Wetness indices are used to describe spatial moisture patterns within a given region. They are calculated based on a region’s contributing upslope area and slope, where areas with low slope and large contributing area are expected to be relatively wet and areas with high slope and small contributing area are expected to be relatively dry. When a wetness index is calculated for a given region, the index should be calculated for the entire watershed in which that region is located, in order to ensure accuracy in contributing upslope area.
Outline:
This tutorial illustrates the processes involved in delineating watershed boundaries, as well as generating topological wetness indices inside those boundaries. These processes will be performed using GRASS tools through Quantum GIS. The tutorial also discusses the effects of filtering DEMs on wetness indices, and introduces a means of verifying both watershed boundaries and wetness indices.

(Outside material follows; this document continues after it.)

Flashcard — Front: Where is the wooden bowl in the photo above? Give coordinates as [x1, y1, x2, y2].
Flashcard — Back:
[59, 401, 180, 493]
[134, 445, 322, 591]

Images from a sample analysis are also provided for each step that is described in the tutorial. In the sample analysis, the Carp River watershed in Ottawa, Ontario is delineated, and a wetness index is generated for the watershed region. A digital elevation model of the Ottawa-Gatineau region, with 50m cell size, was used for the sample analysis.

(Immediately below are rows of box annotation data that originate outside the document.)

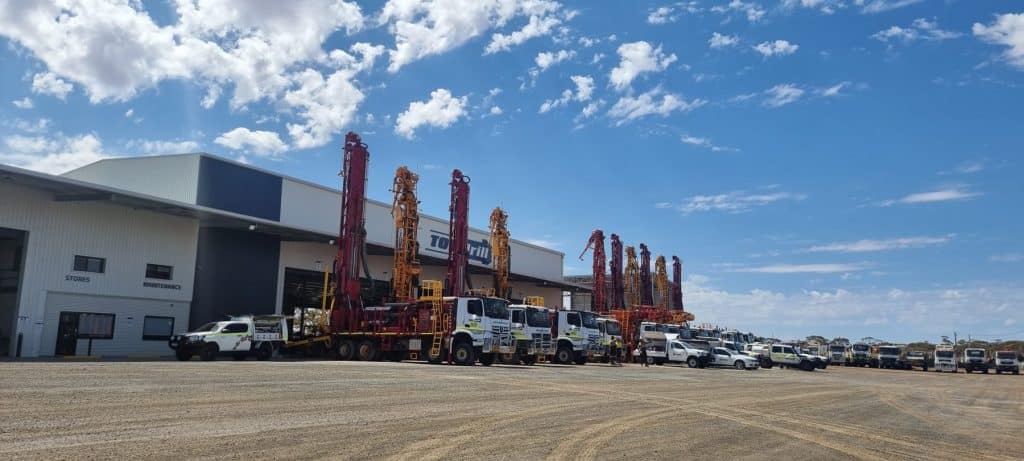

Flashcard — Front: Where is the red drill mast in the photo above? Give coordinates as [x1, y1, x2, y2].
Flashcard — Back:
[640, 244, 654, 305]
[445, 170, 469, 296]
[580, 229, 608, 312]
[669, 256, 683, 310]
[608, 234, 626, 309]
[331, 131, 370, 331]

Figure 1: A 50m DEM for the Ottawa-Gatineau region that was used in sample analysis.
Setting Up Your Workplace
1. In QGIS, open the DEM using the 'Add Raster Layer' button in the 'Manage Layers' toolbar.

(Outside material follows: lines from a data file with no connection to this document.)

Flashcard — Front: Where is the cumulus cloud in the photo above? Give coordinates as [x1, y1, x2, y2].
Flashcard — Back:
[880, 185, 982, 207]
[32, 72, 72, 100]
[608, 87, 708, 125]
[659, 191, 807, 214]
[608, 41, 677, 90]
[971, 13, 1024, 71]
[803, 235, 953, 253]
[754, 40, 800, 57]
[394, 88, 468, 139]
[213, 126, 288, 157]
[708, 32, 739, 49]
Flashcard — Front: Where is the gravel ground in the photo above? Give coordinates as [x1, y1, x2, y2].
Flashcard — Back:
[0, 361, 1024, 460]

2. Once the DEM is loaded in QGIS, create a new GRASS mapset with an appropriate projection and workplace extent.
3. Using r.in.gdal.qgis, import the DEM into the new mapset.
Generating Watershed Boundaries:
There are two available modules in GRASS that allow watershed delineation: r.watershed and r.water.outlet. Although these modules produce similar output, they delineate watersheds in two different ways.
r.watershed
- This method is designed for analysis in which the delineation of all watersheds over a specified size is required.
- However, if a watershed with a specific outlet point is required, the r.watershed module is not recommended.
To delineate watersheds in r.watershed:
1. Open the r.watershed module.
2. Select the DEM as the input map.
3. Select a proper input value. The input value (or threshold in command line) refers to the minimum size in image pixels a watershed must contain, for it to be delineated.
4. Specify a name for 'Output Map: Unique label for each watershed basin'.
Alternatively, this can be done in command line based on: [r.watershed elevation=DEM threshold=# basin=Watersheds]
- This watershed output image will include all watersheds that exist within the DEM, given the threshold parameter that was specified. - Each watershed in the image is assigned a unique pixel value.
Watershed Masks:
Since this method produces a watershed map consisting of numerous watersheds, if analysis on a particular watershed is required, a watershed mask is often required.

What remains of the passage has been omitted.